Alex, vingt-cinq ans, pédalait en tête, son corps svelte et musclé par des années de nomadisme se mouvant avec une énergie impulsive. Ses cheveux châtains, coupés court pour éviter les ennuis, volaient dans le vent sec. Il était l’optimiste du groupe, toujours prêt à transformer une corvée en jeu, même si cela signifiait risquer une chute sur les routes défoncées. Derrière lui, Ben, quarante-et-un ans, suivait d’un rythme régulier, son cadre athlétique marqué par des cicatrices discrètes – souvenirs de rencontres avec des créatures résiduelles. Leader pragmatique, il parlait peu, mais son regard perçant, sous une barbe grisonnante, en disait long sur son expérience. Il portait le poids des décisions, transmettant ses connaissances en maniement d’armes blanches et au tir à l’arc, veillant sur les autres comme un père protecteur, même s’il n’en avait jamais eu l’occasion dans ce monde brisé.
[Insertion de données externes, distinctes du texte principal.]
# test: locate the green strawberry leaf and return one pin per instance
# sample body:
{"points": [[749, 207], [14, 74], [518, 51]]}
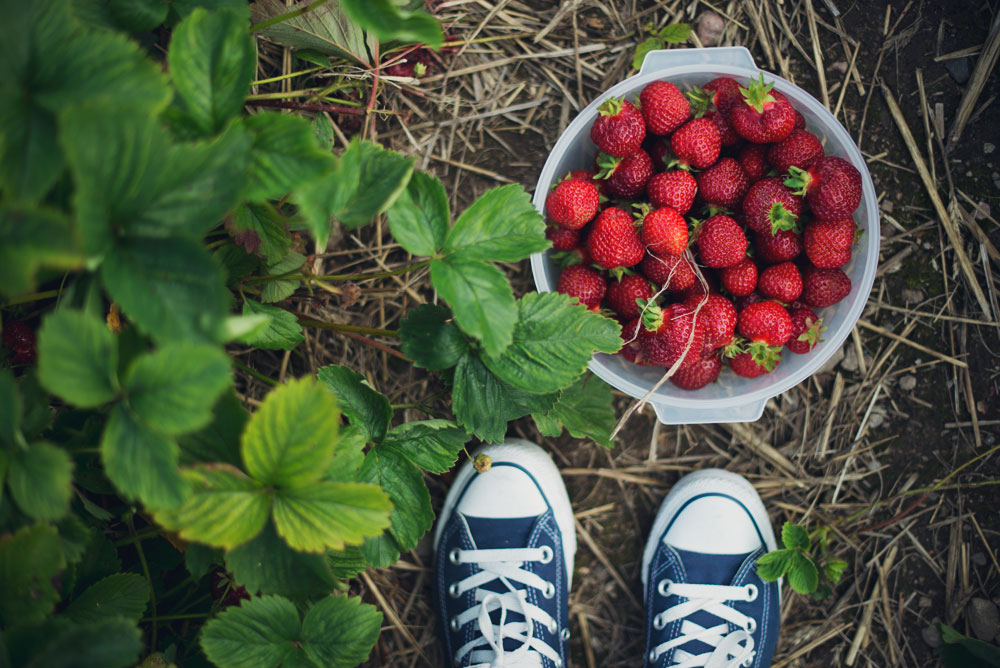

Clara, vingt-neuf ans, roulait à côté de Ben, sa silhouette fine et agile adaptée à la vie en mouvement. Ses yeux verts pétillaient de curiosité espiègle, et elle avait cette façon de sourire qui illuminait les jours les plus sombres. Elle était la plus curieuse, posant des questions sur tout, des plantes mutées aux rumeurs sur l’ancien monde. Enfin, Dana, trente-cinq ans, fermait la marche, son corps élancé et fort trahissant une pragmatisme forgé par la survie. Elle était la protectrice, toujours à vérifier les environs, son arc improvisé attaché à son vélo. Elle partagait les connaissances qu’elle avait accumulé au fil des années. Le monde en ruine restait un écosystème coérant et le groupe évitait les mauvais endroits grâce à elle. Aucun d’eux n’avait connu le monde d’avant l’Apocalypse ; ils étaient nés dans les ruines, élevés par des survivants nomades qui leur avaient appris à se méfier des grands rassemblements, à chasser pour manger, et à bouger sans cesse.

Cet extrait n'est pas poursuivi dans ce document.